# Mezcladora con puerto USB



## calolo (Sep 18, 2010)

Hola, este es mi primer post por aca

Primero quiero felicitar por tanta información compartida, es una información que vale oro !!

Bueno, al grano, miren lo que quiero hacer es una mesa mezcladora pero quiero que se conecte via USB a mi Pc, por ahora lo que hago es conectar la salida de la mezcladora al input de la tarjeta de sonido; ya tengo el circuito de la mezcladora pero nose como hacer este puerto USB.

Estuve leyendo algo de información acerca del USB, y miro que tiene 4 puntos de coneccion, 2 para alimentación y 2 para datos. Entonces supongo que por esos dos puntos tengo q enviar la señal de audio pero no se como ???

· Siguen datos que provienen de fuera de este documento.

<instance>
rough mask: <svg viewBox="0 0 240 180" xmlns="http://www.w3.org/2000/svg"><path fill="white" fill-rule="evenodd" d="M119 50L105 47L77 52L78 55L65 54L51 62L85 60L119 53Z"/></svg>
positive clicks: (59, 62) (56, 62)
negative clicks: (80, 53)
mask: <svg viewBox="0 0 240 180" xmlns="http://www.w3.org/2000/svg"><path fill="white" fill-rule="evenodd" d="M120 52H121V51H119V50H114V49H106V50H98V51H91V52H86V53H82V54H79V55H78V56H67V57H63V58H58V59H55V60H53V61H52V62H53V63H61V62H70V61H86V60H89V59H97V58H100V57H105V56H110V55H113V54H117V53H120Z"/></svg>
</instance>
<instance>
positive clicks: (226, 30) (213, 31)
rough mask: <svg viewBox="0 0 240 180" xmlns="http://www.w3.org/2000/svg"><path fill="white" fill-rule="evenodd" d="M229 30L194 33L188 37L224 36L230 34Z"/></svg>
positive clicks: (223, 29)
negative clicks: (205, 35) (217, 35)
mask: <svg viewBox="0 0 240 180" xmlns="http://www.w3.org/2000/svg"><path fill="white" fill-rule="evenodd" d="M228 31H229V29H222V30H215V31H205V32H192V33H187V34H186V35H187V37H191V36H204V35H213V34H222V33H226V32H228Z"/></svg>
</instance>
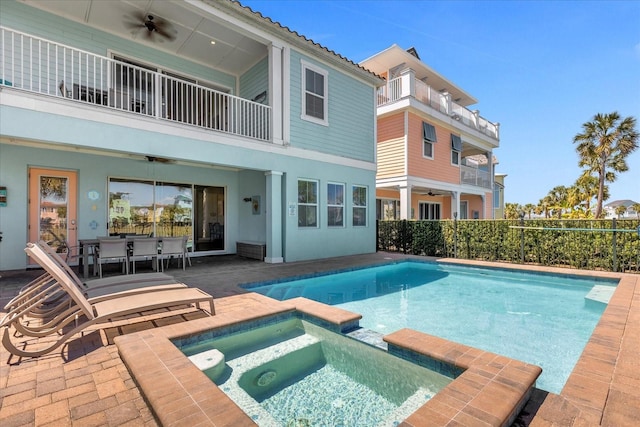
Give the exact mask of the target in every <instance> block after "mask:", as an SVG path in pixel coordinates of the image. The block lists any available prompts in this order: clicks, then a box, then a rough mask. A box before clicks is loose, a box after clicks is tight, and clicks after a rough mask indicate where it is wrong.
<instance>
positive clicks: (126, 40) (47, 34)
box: [0, 0, 236, 93]
mask: <svg viewBox="0 0 640 427" xmlns="http://www.w3.org/2000/svg"><path fill="white" fill-rule="evenodd" d="M0 24H1V25H3V26H5V27H8V28H11V29H14V30H17V31H22V32H25V33H28V34H32V35H34V36H38V37H42V38H45V39H48V40H51V41H54V42H57V43H62V44H66V45H69V46H73V47H77V48H79V49H83V50H85V51H88V52H91V53H94V54H97V55H103V56H107V54H108V51H109V50H112V51H113V52H115V53H117V54H119V55H122V56H127V57H130V58H131V59H137V60H139V61H141V62H145V63H148V64H151V65H157V66H159V67H162V68H166V69H167V70H170V71H174V72H181V73H184V74H187V75H189V76H191V77H194V78H197V79H202V80H206V81H209V82H212V83H216V84H219V85H221V86H224V87H228V88H229V89H230V90H231V93H234V91H235V86H236V80H235V77H234V76H232V75H230V74H226V73H223V72H221V71H219V70H214V69H212V68H209V67H206V66H204V65H201V64H197V63H193V62H189V61H186V60H185V59H183V58H180V57H178V56H175V55H171V54H169V53H166V52H162V51H159V50H155V49H152V48H150V47H149V46H146V45H141V44H137V43H135V42H133V41H131V40H127V39H123V38H120V37H116V36H114V35H112V34H109V33H105V32H102V31H100V30H97V29H92V28H89V27H86V26H84V25H82V24H79V23H77V22H75V21H70V20H67V19H64V18H61V17H59V16H56V15H52V14H50V13H47V12H44V11H41V10H39V9H36V8H33V7H29V6H25V5H23V4H21V3H18V2H16V1H14V0H0Z"/></svg>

Si es que no se me entiende, pues no es lo mismo pero quiero que funcione como interfaz tal como esta http://www.m-audio.com/products/en_us/FastTrack.html, como digo no es lo mismo pero esa es la conexion que quiero hacer.

Por favor si alguien sabe algo de esto, porfa ayudaa!!!! 

Gracias de antemano!!


----------



## ByAxel (Sep 18, 2010)

Esto:
Control de dispositivos a través del módulo USB del PIC18F2550
USB HID y dispositivo de juegos
Controlador MIDI por USB con PIC para Virtual Dj
Hay mas en el foro, pero tienes tal vez un largo camino ya que ahí debes de saber como trabaja el driver USB del software, para luego crearle su interfaz (hardware) apropiado y asi lo reconozca como suyo, puesto que no es enchufar y ya!.

Un saludo


----------



## calolo (Sep 18, 2010)

Gracias por la respuesta tan pronta.

Y ahora leo todo eso y veo como lo hago. Camino largo hay por recorrer pero no tengo pereza jajajaja!!
Cuando lo tenga lo pongo 

Gracias, igual espero más info jejej


----------



## wattalex (Sep 22, 2010)

mejor compra una interfase berhinger aqui en  mexico  cuestan 500 pesos  o  abeses  ya viene incluida en  la compra de la mezcladora ,son de las mas economicas


----------



## calolo (Sep 22, 2010)

esa es la solucion mas facil!!! pero yo generalmente suelo complicarme la vida jajajajaja la cosa es q*UE* quiero hacer yo mismo!!! igual gracias por la sugerencia


----------



## luisflorio (Feb 18, 2011)

usa una placa de audio usb que no necesita drivers. se usan en notebook o muchas veces para reeplazar las placas de audio onboard cuando no funcionan.


----------